Immigrants in past centuries came here to become Americans, not to remain foreigners, much less to proclaim the rights of their homelands to reclaim American soil, as some of the Mexican activist groups have done.
In the wars that this country fought, immigrant groups were among the most patriotic volunteers, earning the respect of American citizens on the battlefield with their blood and their lives.
Today, immigrant spokesmen promote grievances, not gratitude, much less patriotism. Moreover, many native-born Americans also promote a sense of separatism and grievance and, through "multi-culturalism," strive to keep immigrants foreign and disaffected.
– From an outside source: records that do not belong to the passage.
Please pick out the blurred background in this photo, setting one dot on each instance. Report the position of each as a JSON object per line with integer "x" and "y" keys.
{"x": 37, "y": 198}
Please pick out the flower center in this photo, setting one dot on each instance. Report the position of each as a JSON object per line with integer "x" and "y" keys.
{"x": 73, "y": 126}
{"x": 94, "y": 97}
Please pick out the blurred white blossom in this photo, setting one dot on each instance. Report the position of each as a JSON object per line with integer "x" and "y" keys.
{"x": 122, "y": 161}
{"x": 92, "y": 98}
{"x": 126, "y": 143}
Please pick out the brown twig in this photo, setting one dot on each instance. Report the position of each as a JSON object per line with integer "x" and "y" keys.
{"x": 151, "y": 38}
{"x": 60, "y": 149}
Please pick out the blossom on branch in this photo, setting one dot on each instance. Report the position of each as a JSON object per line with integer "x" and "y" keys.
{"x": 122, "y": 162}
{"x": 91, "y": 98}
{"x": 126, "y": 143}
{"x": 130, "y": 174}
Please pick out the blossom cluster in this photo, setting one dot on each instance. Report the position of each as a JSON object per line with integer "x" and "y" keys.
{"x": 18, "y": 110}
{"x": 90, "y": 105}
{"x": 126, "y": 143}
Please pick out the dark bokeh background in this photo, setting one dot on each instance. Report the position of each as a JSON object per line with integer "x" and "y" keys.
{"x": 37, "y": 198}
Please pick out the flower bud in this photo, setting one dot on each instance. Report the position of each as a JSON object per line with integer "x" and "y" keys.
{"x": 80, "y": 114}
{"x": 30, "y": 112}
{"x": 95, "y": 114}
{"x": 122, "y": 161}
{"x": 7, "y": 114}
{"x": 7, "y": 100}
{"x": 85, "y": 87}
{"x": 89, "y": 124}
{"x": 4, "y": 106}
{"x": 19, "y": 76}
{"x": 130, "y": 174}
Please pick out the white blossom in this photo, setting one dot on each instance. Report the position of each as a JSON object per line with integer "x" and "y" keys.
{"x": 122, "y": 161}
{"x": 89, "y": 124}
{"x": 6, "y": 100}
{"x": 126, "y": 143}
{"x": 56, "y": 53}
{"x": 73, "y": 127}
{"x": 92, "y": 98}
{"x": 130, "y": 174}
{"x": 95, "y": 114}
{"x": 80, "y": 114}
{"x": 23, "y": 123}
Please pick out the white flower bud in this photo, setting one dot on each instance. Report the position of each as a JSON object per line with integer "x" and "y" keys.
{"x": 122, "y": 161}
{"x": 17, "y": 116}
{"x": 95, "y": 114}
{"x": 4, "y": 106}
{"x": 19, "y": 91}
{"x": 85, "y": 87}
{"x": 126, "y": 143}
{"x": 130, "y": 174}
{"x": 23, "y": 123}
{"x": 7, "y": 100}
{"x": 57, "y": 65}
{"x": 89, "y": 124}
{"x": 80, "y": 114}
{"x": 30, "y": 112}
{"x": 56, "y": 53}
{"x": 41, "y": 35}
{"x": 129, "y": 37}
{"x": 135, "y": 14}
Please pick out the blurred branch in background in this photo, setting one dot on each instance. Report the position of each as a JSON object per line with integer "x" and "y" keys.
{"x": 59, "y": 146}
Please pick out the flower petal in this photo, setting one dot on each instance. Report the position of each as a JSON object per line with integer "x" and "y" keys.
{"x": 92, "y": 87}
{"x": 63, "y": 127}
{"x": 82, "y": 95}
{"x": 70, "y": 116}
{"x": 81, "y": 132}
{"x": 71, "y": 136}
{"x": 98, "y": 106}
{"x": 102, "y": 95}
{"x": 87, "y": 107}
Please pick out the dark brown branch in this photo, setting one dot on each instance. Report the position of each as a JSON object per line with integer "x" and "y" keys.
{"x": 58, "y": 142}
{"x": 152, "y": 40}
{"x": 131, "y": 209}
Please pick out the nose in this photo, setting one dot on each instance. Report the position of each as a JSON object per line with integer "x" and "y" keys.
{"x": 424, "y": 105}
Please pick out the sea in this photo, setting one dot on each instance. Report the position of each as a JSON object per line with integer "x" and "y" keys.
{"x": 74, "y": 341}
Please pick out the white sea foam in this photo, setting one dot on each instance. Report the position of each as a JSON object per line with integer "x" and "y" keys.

This is not to say that all or most of the illegal immigrants themselves share this anti-establishment or anti-American bias of many of their spokesmen or supporters. Most are probably here to make a buck and have little time for ideology.
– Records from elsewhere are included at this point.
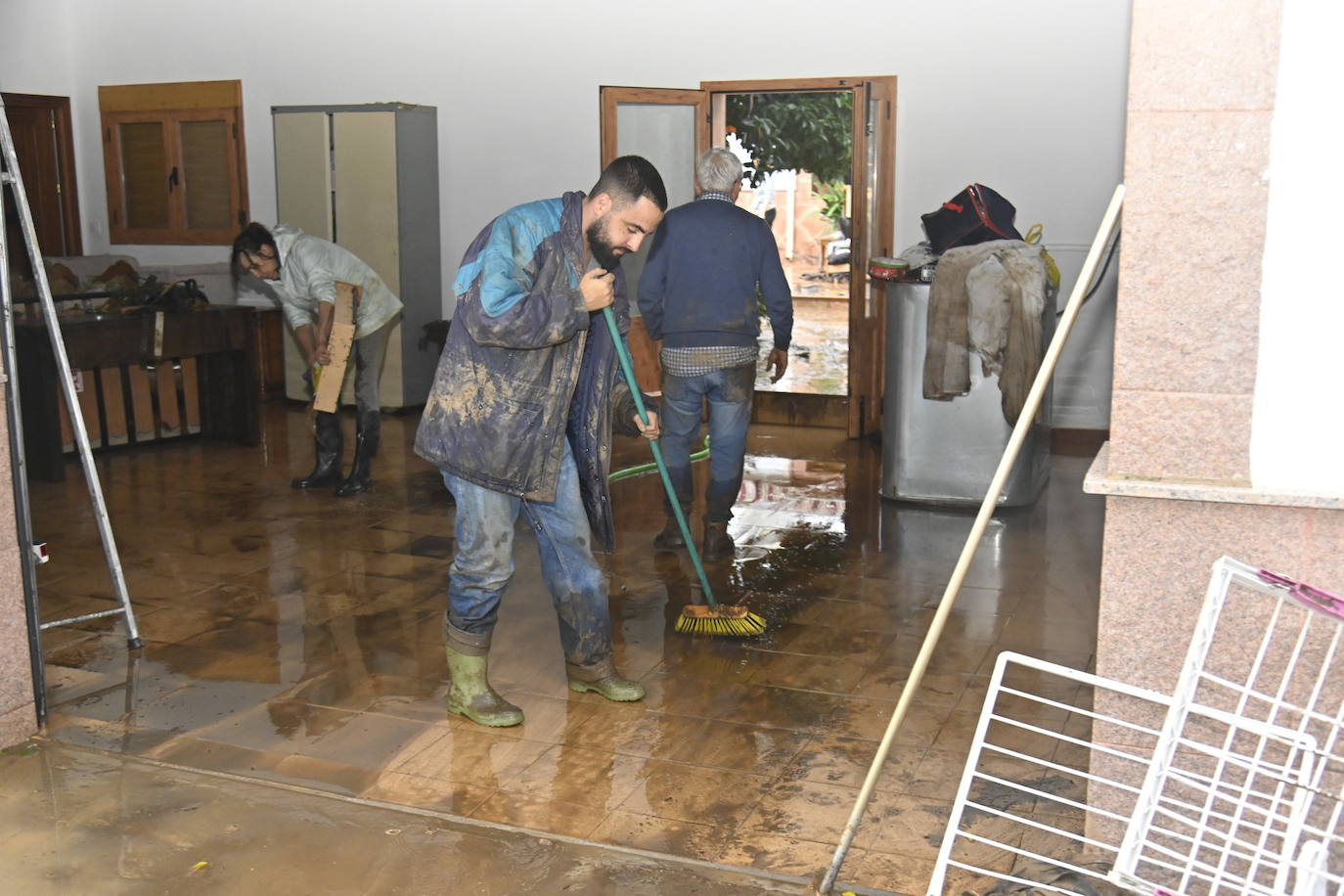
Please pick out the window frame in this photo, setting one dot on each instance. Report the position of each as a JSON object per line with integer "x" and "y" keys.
{"x": 173, "y": 105}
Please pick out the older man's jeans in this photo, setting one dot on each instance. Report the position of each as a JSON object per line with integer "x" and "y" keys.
{"x": 729, "y": 392}
{"x": 484, "y": 563}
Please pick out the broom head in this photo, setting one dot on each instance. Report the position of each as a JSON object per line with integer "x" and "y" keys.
{"x": 722, "y": 619}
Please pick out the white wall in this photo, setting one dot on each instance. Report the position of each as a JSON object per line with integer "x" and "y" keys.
{"x": 1297, "y": 426}
{"x": 1026, "y": 97}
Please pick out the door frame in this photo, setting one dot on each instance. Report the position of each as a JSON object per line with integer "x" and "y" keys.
{"x": 874, "y": 119}
{"x": 67, "y": 187}
{"x": 861, "y": 410}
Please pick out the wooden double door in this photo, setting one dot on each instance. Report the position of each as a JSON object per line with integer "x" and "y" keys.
{"x": 672, "y": 126}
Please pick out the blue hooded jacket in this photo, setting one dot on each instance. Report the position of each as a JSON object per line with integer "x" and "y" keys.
{"x": 527, "y": 364}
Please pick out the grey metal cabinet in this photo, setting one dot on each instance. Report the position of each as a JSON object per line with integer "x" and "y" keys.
{"x": 366, "y": 177}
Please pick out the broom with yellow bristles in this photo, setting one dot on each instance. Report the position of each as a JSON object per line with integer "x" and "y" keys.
{"x": 696, "y": 618}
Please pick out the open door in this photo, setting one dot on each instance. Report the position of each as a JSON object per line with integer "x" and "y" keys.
{"x": 45, "y": 150}
{"x": 672, "y": 126}
{"x": 669, "y": 128}
{"x": 874, "y": 204}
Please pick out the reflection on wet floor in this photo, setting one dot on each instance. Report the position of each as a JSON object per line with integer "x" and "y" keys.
{"x": 81, "y": 821}
{"x": 295, "y": 639}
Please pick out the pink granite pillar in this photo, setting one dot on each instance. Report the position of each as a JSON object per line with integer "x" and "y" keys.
{"x": 1176, "y": 471}
{"x": 18, "y": 719}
Hispanic activists themselves recognize that many of the immigrants from Mexico -- legal or illegal -- would assimilate into American society in the absence of these activists' efforts to keep them a separate constituency. But these efforts are widespread and unrelenting, a fact that cannot be ignored.
Whatever is said or done in the immigration debate, no one should insult the American people's intelligence by talking or acting as if this is a question about the movement of abstract people across an abstract line.
What is likely to be done? A pretense of reducing illegal immigration and a reality of amnesty under some other name.